Sometimes, the news item that the finance media fixates on is, in reality, the biggest news item of all. The news story that Buffett has bought an additional 75 million shares of Apple stock, supplementing the position of 166 million million shares that Berkshire Hathaway owned as of the annual report, bringing the total ownership position in the iPhone-maker to just a little over 241 million shares.
What I have not seen reported is how the immense Apple cash position relates to Buffett’s investment–i.e. Apple is sitting on $285 billion in cash while Apple is divided into just a tad over 5 billion shares outstanding, meaning that each share of Apple that you buy contains $57 in cash.
Buffett, who has expended a little over $30 billion of Berkshire’s resources to buy shares of Apple now worth around $45 billion, has “look-through” pro-rata portion of Apple’s cash position in the form of $14 billion–i.e. Of the $285 billion in Apple’s cash, $14 billion can be attributed to Buffett, who spent just slightly over twice that amount for his ownership stake.
As a theoretical concept, if Apple were to declare a one-time cash dividend to shareholders of all its cash reserves, Buffett would receive almost half the investment that he made in Apple to date. That is just…otherworldly, especially considering that he pulled this by investing in a big-name, well-known stock in the public markets that is accessible to you and me.
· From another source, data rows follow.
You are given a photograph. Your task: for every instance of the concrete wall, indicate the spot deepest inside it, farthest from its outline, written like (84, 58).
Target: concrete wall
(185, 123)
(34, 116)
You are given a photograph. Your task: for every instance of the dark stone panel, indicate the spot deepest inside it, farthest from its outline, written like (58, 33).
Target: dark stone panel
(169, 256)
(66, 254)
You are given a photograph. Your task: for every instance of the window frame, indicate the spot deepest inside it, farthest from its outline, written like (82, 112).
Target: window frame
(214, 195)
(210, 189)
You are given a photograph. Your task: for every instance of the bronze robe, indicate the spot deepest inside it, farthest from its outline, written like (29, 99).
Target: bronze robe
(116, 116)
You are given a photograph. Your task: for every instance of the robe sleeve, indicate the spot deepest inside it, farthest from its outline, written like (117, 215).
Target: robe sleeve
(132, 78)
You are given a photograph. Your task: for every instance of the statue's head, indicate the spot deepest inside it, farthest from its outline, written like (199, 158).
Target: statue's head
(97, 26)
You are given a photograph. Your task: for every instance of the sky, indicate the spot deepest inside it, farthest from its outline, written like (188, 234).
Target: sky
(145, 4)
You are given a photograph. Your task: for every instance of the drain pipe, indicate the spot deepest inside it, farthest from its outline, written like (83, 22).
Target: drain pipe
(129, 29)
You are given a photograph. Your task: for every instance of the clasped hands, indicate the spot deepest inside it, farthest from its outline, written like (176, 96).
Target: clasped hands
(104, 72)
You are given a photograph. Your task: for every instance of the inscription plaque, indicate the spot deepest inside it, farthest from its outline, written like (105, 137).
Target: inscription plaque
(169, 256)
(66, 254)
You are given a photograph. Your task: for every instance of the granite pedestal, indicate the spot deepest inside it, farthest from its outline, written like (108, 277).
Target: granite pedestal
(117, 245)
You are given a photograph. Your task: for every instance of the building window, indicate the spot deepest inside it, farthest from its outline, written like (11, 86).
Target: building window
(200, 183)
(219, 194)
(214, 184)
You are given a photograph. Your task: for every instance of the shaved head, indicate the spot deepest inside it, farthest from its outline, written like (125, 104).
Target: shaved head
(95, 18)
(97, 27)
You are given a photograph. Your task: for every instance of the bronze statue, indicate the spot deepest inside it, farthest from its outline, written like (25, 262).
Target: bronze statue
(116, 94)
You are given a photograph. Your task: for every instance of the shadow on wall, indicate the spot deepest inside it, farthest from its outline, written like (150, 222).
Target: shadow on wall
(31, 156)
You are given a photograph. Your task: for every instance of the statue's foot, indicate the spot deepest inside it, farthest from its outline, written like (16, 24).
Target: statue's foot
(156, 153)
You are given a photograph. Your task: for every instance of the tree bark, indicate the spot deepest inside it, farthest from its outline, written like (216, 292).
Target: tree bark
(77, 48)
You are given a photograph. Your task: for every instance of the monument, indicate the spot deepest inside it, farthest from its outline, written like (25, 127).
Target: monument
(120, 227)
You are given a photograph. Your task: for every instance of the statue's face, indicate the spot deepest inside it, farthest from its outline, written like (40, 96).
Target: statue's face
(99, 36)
In real life, I expect the Apple dividend alone will come to be an important source of Berkshire’s funding for future acquisitions. Right now, there is $2 billion per month rolling into Berkshire’s Omaha headquarters. The Apple dividend alone will increase that figure by $58 million, giving Berkshire an additional 2% each month in unrestricted cash flows.
Over the next ten years, presuming 8% annual dividend growth, Berkshire will collect $10 billion in cash from Apple in dividends alone. By 2028, Berkshire should be collecting somewhere between $1.8 billion and $2.2 billion in Apple dividends.
It wouldn’t surprise me to see Buffett aim for 10% of the overall company, especially in light of his comments this morning that he would want to own the whole business outright. I imagine that, within a generation, it will come to represent up to a fifth of Berkshire’s overall value.
The massive strength that has been added to Berkshire’s earnings power over the past generation is nothing short of incredible. Twenty years ago, it was a well-capitalized collection of diverse assets that made it a novelty among conglomerates.
Now, Berkshire is taking over the whole world. There is cash pouring out everywhere. A review of the balance sheet just reveals cash generators here, cash generators there, and huge cash balance sheets throughout the subsidiaries. This supersized investment in Apple reinforces this point, both in terms of the total amount of cash generated from the dividends and the look-through pro-rata portion of cash on the Apple’s balance sheet that Berkshire’s ownership of 241 million of the 5 billion outstanding shares has come to represent. I have come to understand the investors who have made it their calling to load up on as much Berkshire as quickly as possible for as long as possible.